P.- La hostelería cántabra debería ponerse las pilas e invertir tanto en sonrisas como en amabilidad. Verdad o mentira.
R. Bueno. Creo que de unos años para acá lo estamos haciendo. Es cierto que, en algunos casos, aún parece que les debes algo. Lo de ‘tú no eres de aquí’, si eres simpática, es todo un clásico. Lo primero que tiene que cambiar es el propio empresario. Si cambia, lo hará también su equipo. Yo al mío le ordeno felicidad.

P.- Pese a los avances logrados, todavía hay camareros que se extrañan de que una mujer acuda a comer sola, quienes sirven el vino a los hombres y el agua o los refrescos a las mujeres y quienes siempre entregan la cuenta al caballero. ¿Alguna receta para evitar estos micromachismos?

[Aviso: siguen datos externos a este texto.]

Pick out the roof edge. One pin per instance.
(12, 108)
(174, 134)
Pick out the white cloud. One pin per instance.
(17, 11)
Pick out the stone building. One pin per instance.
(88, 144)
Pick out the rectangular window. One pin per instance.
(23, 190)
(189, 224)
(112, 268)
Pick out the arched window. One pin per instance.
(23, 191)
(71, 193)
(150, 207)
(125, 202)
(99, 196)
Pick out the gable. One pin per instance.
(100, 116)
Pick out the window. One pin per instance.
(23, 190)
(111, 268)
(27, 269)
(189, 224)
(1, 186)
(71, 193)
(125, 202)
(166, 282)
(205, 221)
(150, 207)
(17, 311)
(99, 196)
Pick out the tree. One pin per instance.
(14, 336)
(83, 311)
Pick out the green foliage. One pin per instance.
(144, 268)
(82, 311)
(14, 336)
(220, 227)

R.- Es que no creo que se trate de una cuestión de machismo, sino más bien de protocolo social. Y las cosas están cambiando muchísimo. Nosotros la cuenta siempre se la damos a la persona que la pide. A mi casa, además, vienen a comer muchas mujeres en grupo o solas. Y nunca se me ha ocurrido preguntarle a ninguna si está esperando a alguien.

P.- Según la Federación Española de Hostelería y Restauración, los restaurantes españoles desperdician más de 63.000 toneladas de comida al año. ¿Nos falta conciencia social y pensar más en global?
R.- ¡Vaya! (se sorprende por el dato). Puede ser, aunque hay que tener en cuenta que la comida tiene un proceso y una caducidad. Sea como fuere, creo que un buen cocinero es el que sabe cocinar con lo que tiene en la nevera. Y la frase no es mía.